I thought this stuff should last weeks not days. 

I applied it with a meguiars foam applicator.


----------



## petemattw (Nov 3, 2008)

Did you clean and degrease the areas you applied it to prior to application?


----------



## shine247 (Mar 1, 2010)

There are better products, 303 is water based and does not last long on external surfaces. Better for engine bays, interior trim which remains dry and seals. 

Even if you repeat the application cleaning the externals really well, it will not last long. You should look at Solution finish or Gtechniq C4. They will achieve the result you want.

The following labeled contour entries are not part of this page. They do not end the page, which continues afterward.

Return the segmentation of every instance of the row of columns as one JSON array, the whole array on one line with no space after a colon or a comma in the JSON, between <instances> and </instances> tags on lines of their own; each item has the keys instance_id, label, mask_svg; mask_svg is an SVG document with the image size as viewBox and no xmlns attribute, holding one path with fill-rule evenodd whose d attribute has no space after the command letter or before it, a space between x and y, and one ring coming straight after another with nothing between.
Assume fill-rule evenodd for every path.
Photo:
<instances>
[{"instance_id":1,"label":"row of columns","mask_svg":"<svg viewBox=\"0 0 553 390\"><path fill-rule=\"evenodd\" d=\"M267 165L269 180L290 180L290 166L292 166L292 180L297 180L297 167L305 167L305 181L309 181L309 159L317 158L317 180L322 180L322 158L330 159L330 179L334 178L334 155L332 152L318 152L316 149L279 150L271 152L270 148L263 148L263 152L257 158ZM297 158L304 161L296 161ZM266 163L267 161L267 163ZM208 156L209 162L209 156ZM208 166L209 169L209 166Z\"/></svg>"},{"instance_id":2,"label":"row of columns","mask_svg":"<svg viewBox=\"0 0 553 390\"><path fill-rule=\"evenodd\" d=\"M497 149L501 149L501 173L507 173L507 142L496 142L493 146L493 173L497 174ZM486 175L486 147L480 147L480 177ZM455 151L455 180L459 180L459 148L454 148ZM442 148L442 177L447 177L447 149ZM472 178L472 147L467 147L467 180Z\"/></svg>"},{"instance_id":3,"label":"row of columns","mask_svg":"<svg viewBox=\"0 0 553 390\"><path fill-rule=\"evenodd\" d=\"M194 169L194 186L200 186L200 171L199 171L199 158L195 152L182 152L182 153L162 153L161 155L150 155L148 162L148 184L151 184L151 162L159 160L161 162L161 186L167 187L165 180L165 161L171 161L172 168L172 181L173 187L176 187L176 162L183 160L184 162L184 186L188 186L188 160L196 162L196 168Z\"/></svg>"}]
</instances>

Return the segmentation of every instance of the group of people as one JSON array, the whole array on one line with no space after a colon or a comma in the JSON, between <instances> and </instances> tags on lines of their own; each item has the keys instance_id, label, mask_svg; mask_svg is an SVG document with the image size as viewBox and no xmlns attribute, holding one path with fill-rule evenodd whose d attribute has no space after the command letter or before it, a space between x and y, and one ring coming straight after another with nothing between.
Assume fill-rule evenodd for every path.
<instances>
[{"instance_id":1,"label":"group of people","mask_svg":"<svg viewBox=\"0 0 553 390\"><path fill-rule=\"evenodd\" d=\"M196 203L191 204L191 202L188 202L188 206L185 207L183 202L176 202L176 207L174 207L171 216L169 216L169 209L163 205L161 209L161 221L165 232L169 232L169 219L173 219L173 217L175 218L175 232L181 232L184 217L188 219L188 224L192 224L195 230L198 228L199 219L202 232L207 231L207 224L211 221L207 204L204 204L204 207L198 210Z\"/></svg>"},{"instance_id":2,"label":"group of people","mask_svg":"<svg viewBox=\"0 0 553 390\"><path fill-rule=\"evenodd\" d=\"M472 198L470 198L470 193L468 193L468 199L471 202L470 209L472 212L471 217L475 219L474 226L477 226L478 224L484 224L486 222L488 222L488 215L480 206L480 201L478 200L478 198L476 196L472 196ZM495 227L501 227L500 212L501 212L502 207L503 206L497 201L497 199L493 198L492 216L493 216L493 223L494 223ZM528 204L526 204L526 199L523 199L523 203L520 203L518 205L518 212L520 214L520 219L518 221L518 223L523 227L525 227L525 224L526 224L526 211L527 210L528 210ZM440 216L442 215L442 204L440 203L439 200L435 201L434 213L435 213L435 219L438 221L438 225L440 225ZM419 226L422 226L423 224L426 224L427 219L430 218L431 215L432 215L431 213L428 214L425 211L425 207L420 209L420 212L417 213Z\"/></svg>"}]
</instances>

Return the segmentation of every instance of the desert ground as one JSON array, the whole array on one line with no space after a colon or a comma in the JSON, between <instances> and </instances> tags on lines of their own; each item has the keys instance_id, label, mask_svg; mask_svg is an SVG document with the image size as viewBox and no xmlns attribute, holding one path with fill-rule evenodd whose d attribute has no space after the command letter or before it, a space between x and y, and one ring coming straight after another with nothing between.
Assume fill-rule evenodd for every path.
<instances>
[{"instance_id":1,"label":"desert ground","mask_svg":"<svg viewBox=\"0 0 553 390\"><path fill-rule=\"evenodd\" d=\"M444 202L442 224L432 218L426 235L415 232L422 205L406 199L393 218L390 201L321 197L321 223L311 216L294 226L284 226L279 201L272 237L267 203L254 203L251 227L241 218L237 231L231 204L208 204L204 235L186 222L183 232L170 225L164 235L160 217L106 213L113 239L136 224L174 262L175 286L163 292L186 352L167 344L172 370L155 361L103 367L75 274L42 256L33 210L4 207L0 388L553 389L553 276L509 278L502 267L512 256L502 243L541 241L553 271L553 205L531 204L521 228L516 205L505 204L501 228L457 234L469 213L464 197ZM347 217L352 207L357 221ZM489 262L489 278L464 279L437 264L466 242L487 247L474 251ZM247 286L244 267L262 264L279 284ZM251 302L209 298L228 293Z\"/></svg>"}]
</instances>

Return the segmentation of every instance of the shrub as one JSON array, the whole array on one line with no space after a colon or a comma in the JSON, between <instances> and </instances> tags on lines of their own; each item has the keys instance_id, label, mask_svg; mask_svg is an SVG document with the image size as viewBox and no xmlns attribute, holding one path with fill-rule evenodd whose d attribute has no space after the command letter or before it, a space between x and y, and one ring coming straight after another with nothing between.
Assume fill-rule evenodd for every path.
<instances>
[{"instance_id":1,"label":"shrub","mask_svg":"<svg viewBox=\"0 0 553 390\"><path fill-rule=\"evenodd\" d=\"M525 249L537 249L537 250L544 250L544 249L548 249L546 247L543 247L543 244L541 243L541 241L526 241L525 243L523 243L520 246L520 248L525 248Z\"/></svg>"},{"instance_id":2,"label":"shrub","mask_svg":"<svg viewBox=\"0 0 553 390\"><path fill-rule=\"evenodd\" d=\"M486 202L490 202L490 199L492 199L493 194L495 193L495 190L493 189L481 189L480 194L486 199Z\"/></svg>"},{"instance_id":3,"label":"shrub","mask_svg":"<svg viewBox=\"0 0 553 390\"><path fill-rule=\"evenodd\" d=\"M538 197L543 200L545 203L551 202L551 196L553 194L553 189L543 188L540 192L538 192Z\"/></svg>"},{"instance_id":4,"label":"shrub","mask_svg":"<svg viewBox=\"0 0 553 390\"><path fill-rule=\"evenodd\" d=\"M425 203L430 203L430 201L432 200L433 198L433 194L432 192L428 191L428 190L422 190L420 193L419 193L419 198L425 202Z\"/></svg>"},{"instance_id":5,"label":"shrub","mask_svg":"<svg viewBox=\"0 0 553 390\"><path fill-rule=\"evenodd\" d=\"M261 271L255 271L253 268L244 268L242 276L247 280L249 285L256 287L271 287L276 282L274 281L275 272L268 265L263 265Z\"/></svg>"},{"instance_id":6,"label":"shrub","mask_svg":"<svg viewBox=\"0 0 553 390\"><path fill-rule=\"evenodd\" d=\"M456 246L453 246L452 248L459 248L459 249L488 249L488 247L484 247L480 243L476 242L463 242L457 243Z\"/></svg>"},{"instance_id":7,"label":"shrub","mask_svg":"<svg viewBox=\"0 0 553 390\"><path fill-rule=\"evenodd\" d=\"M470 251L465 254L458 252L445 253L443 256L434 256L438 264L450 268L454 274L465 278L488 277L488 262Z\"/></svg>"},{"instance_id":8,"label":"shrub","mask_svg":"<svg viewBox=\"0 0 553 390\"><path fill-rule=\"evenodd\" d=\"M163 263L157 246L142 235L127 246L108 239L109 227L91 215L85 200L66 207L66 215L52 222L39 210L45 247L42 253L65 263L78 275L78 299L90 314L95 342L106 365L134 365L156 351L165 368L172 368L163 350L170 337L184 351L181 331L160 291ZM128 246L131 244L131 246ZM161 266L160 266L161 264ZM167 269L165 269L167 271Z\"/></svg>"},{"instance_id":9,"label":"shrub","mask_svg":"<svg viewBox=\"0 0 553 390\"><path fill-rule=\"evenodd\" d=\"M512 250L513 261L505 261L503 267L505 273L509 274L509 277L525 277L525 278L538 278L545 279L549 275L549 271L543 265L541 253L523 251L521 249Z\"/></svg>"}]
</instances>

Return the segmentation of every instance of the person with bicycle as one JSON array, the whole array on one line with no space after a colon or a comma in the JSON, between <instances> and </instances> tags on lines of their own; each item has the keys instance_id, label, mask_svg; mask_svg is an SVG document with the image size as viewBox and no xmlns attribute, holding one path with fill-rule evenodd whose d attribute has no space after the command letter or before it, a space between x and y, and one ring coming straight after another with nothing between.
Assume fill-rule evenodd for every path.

It is the product rather than you so try one if the above.
Gtechniq C4 is getting mentioned a lot just now but either will work. They both restore trim but will also keep it looking how you want it longer.


----------



## atbalfour (Aug 11, 2019)

As above... 303 is no use on exteriors, maintains an OEM sheen on dashes and gives nice anti-static properties.


----------



## Benny Boy (May 9, 2007)

petemattw said:


> Did you clean and degrease the areas you applied it to prior to application?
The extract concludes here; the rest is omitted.